Universality by Natasha Brown
In her follow-up to the acclaimed Assembly, Natasha Brown investigates the banal evil of modern British politics and the shaping of national discourse
Natasha Brown’s Universality is a book about the intricacies of language and the slippery slope between journalistic integrity and intent. It opens with an investigative article that catalyses the rest of the novel, written by a freelance journalist, Hannah, who examines a violent attack on a farm and the socio-political and economic questions that arise. The article exposes readers to various characters: an immoral financier, a notorious columnist, and a subversive communal movement, the ‘Universalists’. The Universalists desire ‘progress for everyone’ but Hannah notices the irony: ‘the Universalists are a noticeably homogenous group: young, middle class and white.’ Her insights reflect the inextricable link between interpersonal tensions and systemic injustices, setting the novel’s scrupulous tone.

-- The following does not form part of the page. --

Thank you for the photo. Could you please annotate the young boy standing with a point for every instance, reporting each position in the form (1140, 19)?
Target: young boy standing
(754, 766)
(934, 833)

Universality pays close attention to the kind of language that shapes national discourse; it is a novel as equally concerned with place as it is with people. Lenny, the anti-woke columnist, exploits readers’ psychological vulnerabilities to fuel identity politics wars: ‘I have to understand my reader’s suspicions… their deepest fears. It’s my job to inform those concerns by offering up the relevant facts.’ Although it is seemingly reasonable, the tact is chilling. This doubleness seeps through the novel, and characterises the book’s paranoid essence. Though at times, characters are slightly two-dimensional in their predictability, this does not detract from Brown’s pensive observation of the banality of evil of modern British politics.